“Don’t try to analyse it, just kill it,” hissed the Lancastrian dwarf. I was standing in a field in deepest Wales holding a shotgun. The ‘bird’ flew away from me and – bang, bang – I missed it with both barrels.
I didn’t enjoy clay pigeon shooting much because I was no good at it. This was annoying and confusing because I tend to take naturally to sporty things and in the past had shot rifles competently. My first clay of the day was a hit but I knew it was more luck than judgement; I couldn’t get the feel of the thing. The consolation was that I wasn’t quite the worst in the group. That’s men for you. Of course we all know that beneath the veneer of bonhomie lies a brutish competitiveness, but what saves us (I hope and believe) is the deeper layer of solidarity under that.

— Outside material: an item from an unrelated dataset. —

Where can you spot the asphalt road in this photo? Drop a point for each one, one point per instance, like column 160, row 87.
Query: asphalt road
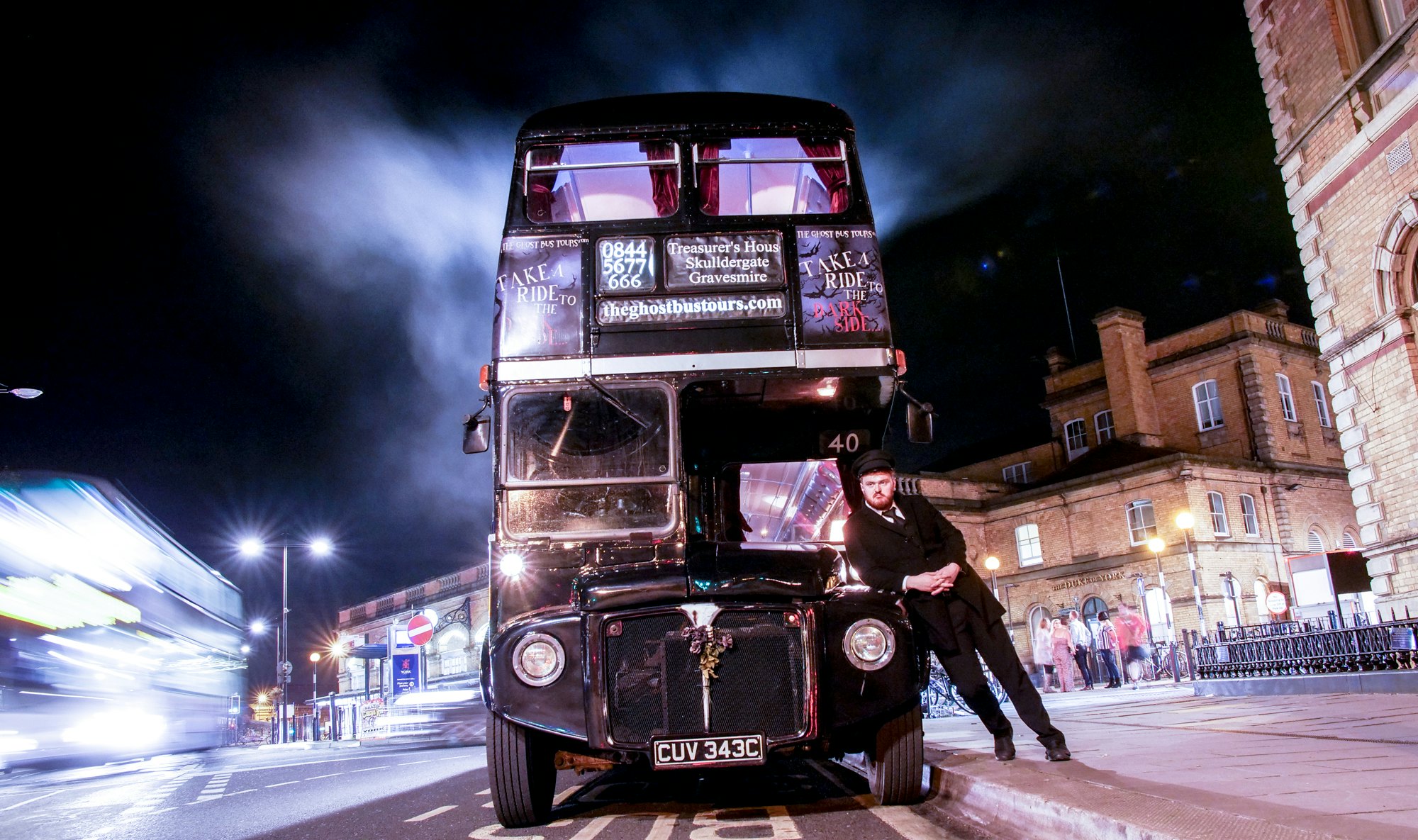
column 392, row 792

We’d come miles in a horrible mini-bus from Port Talbot, relying for navigation first on an inadequate, scale-less print-off map and then on the boom of gunshot. The range – unsignposted, off-road – turned out to be a wide bowl of scrubland topped with a cluster of knackered portacabins.
We got out the bus to look about and a bow-legged old dwarf scuttled up the hill to greet us. He was armed. I initially took him to be some sort of halfwit club mascot; he bantered crudely from the off and was dressed in a battered parody of sportin’ gear: waxed cap and jacket, tweedy somethings and welly-boots. But he was Lancastrian not Welsh and it gradually emerged that he was the owner. “This gun bought the place,” he said later, without boastfulness.
He gave us the tour. The largest and least knackered portacabin contained a tea urn, a couple of chairs and a great number of shooting trophies. Its walls were decorated with pictures of the dwarf holding those trophies, or similar ones. A second portacabin was the Gents’ lavatory (indescribable). Such were the amenities.
The dwarf turned out to be an excellent coach. Like the best schoolteachers he instinctively knew which members of the group could be the targets for gentle piss-taking and which could not. He surreptitiously made sure that every man hit at least a couple of clays, even if it meant virtually pointing the gun for him. We grew to worship him. During a lull he entertained us with trickshots – starting with the gun hanging down by his side and blasting the clays one-handed. He never missed.
So how, I wondered, does he combat the tedium of his own excellence? What is the satisfaction in destroying clay discs, and where do you go next? I was just starting to get the hang of it by the end, when we were shooting doubles, right and left. It seemed I was thinking too much, aiming too carefully. “Don’t analyse it, just kill it,” explained the dwarf. I missed again. He grabbed the gun from me and demonstrated by jabbing it vigorously at an imaginary enemy. “Like you’re poking it with a sword.” He handed back the gun. “Kill it! Kill it!” he hissed. I killed it, and then I killed the other bird too. Bang bang. It felt deeply, weirdly good.
At the end we all trooped off to use the Gents’. The sudden queue was such that we asked about using the Ladies’ too. “Sorry lads,” said the dwarf. “It’s all locked up for now.”
I looked again at the third and most knackered portacabin. It was obviously long disused; there weren’t even any steps to its door. Ladies didn’t come here much, apparently.